Когда Анна Анисимовна, смущаясь, подошла к большому зеркалу на дверце шкафчика во всем новом, не удержалась, ахнула: так помолодела, так к лицу были ей и васильковое платье, и дымчатая косынка с алыми розами. И туфли сидели на ее неизбалованных, привычных к кирзе и резине ногах аккуратно.
— Теперича бы по Марьяновке пройтись! — вырвалось у Анны Анисимовны.
— Пойдем! — оживленно кивнул Степан, любуясь матерью в обновах.
Он и сам приоделся: на белоснежную рубашку пристроил темный, с серебристыми искорками галстук, на плечи накинул серый, под цвет брюк, пиджак. На лацкане пиджака блеснул институтский ромбик — с белыми полями, желтым гербом и чашей со змеей на красном эмалевом фоне.
— Это твой дохтурский знак? — спросила Анна Анисимовна, уважительно глядя на ромбик, подобные которому она прежде видела только у пассажиров транзитных поездов на станции.
— Докторский, — засмеялся Степан, смахивая за порогом, в сенях, пыль с желтых полуботинок.
Когда вышли из ворот, Анна Анисимовна невольно притушила шаг у плетня, спросила сына:
— Може, в огород сходим, на грядки поглядим?
Она долго водила Степана между высоких, в зеленом кипении грядок и говорила, говорила нараспев:
— Огурчики нонче добрые уродятся, глянь, как к солнышку-то тянутся. Даст бог, и картошка не обидит. По моим приметам, лето нонешнее будет дождливое. А огороду в дождь одно блаженство.
Степан улыбался, хвалил мать за старательность. Потом спросил:
— Скажи, мама, давно урезали огород?
Он заметил, как неприязненно, поджимая губы, косится мать на школьную сторону. И догадался по ее глазам, что она отдала участок школе не по собственному желанию.
— Да нонче в мае урезали, — сказала Анна Анисимовна, пряча глаза. — Картошка уж была посажена…
И этим совсем выдала себя. Теперь скрывать от сына огородную тяжбу не было никакого резона. Дрожащим голосом выложила Степану все, что накипело в душе. Рассказала о том, как вымеряли огород саженью бригадир Байдин, учетчик Ожгибесов и завшколой Макарова, как заявился сюда и изошелся угрозами председатель колхоза Соловаров и как потом он катал на легковушке Анастасию Макарову.
— Учительша во всем виновата! — сделала Анна Анисимовна вывод, с гневом рассматривая школьные окна. — Это она надоумила председателя отымать огород.
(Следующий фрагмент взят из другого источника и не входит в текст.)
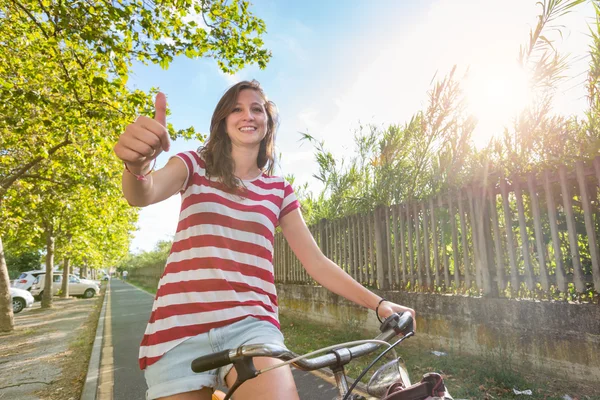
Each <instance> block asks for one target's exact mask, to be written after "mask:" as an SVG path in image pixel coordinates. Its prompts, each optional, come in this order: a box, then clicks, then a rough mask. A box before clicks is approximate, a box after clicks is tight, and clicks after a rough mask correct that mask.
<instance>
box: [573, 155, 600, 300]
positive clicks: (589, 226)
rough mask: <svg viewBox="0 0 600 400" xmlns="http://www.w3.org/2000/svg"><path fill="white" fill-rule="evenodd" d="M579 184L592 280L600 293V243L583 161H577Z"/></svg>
mask: <svg viewBox="0 0 600 400" xmlns="http://www.w3.org/2000/svg"><path fill="white" fill-rule="evenodd" d="M577 182H578V183H579V194H580V195H581V204H582V206H583V218H584V221H585V231H586V233H587V236H588V246H589V249H590V257H591V258H592V278H593V280H594V289H596V292H598V291H600V265H598V262H599V261H598V243H597V241H596V230H595V229H594V221H593V220H592V209H591V207H590V199H589V196H588V193H587V187H586V182H585V175H584V173H583V161H577Z"/></svg>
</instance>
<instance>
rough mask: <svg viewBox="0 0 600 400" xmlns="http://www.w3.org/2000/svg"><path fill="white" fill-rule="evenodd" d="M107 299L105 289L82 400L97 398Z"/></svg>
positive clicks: (109, 287) (107, 299) (101, 353)
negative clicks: (98, 381)
mask: <svg viewBox="0 0 600 400" xmlns="http://www.w3.org/2000/svg"><path fill="white" fill-rule="evenodd" d="M106 290H110V281H108V285H107V286H106ZM107 301H108V296H107V295H106V291H105V292H104V301H103V303H102V310H101V311H100V317H99V319H98V326H97V327H96V337H95V338H94V346H93V347H92V355H91V356H90V363H89V364H88V373H87V376H86V377H85V383H84V384H83V391H82V392H81V400H96V391H97V388H98V380H99V375H100V356H101V354H102V341H103V337H104V316H105V314H106V303H107Z"/></svg>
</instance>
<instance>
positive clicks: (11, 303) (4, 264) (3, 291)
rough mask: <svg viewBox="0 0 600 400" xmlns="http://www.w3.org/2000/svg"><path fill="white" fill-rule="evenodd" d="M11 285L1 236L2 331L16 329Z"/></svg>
mask: <svg viewBox="0 0 600 400" xmlns="http://www.w3.org/2000/svg"><path fill="white" fill-rule="evenodd" d="M9 287H10V282H9V280H8V268H7V267H6V260H5V259H4V247H3V246H2V236H0V332H12V331H13V330H14V329H15V323H14V314H13V312H12V302H11V300H10V290H9Z"/></svg>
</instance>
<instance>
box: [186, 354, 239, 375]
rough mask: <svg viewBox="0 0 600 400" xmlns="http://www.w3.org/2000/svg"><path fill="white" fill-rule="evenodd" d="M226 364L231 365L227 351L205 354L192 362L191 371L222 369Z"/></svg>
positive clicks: (197, 371)
mask: <svg viewBox="0 0 600 400" xmlns="http://www.w3.org/2000/svg"><path fill="white" fill-rule="evenodd" d="M227 364H231V359H230V358H229V350H223V351H220V352H218V353H212V354H207V355H205V356H202V357H198V358H196V359H195V360H194V361H192V371H194V372H205V371H210V370H212V369H217V368H220V367H223V366H225V365H227Z"/></svg>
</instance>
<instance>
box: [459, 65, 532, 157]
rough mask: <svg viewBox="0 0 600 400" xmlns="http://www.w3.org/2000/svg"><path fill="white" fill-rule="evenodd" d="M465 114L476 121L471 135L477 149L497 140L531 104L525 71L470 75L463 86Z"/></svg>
mask: <svg viewBox="0 0 600 400" xmlns="http://www.w3.org/2000/svg"><path fill="white" fill-rule="evenodd" d="M465 92H466V95H467V101H468V103H469V111H470V112H471V113H473V115H475V117H477V119H478V120H479V123H478V127H477V129H476V130H475V132H474V133H473V143H474V144H475V146H476V147H477V148H482V147H484V146H486V145H487V144H488V143H489V142H490V140H491V139H492V138H493V137H496V136H499V135H500V134H501V133H502V131H503V128H504V127H505V126H507V125H509V124H510V123H511V122H512V120H513V118H514V117H516V116H517V115H518V113H519V112H520V111H522V110H523V109H524V108H525V107H526V106H527V105H528V104H530V102H531V89H530V85H529V79H528V77H527V74H526V73H525V71H523V70H522V69H521V68H519V67H518V66H517V65H514V66H508V65H507V66H502V67H499V66H496V67H493V68H487V69H482V70H480V71H477V72H475V73H473V74H472V75H471V77H470V78H469V79H468V80H467V83H466V86H465Z"/></svg>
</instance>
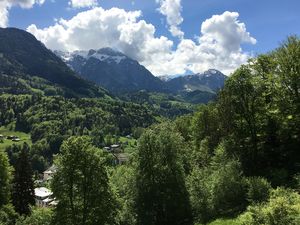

Ходила я к ей с поклоном, просила, чтобы отступилась. Не послушалась. Вовек Макаровой эдакой подлости не прощу!
Заглянула в лицо сыну:
— Може, Степа, в суд подать, чтобы убрали забор, возвратили землицу? С отцом-то твоим мы сколько тута маялись!
— Мам, — сказал Степан, положив руку ей на плечо, — ну куда тебе столько земли? Признайся, тяжело ведь тебе было в прежнем огороде? Не знала ни спокойного сна, ни выходных, ни праздников. С колхозной работы бежала сюда, а отсюда — на станционный рынок. Нельзя же вечно так себя изводить, пора отдыхать, пора.
— А на что мне жить-то? Пензии не дают… Прирабливаю в колхозе, дак не больно щедро начисляют — рубля два на день от силы выходит.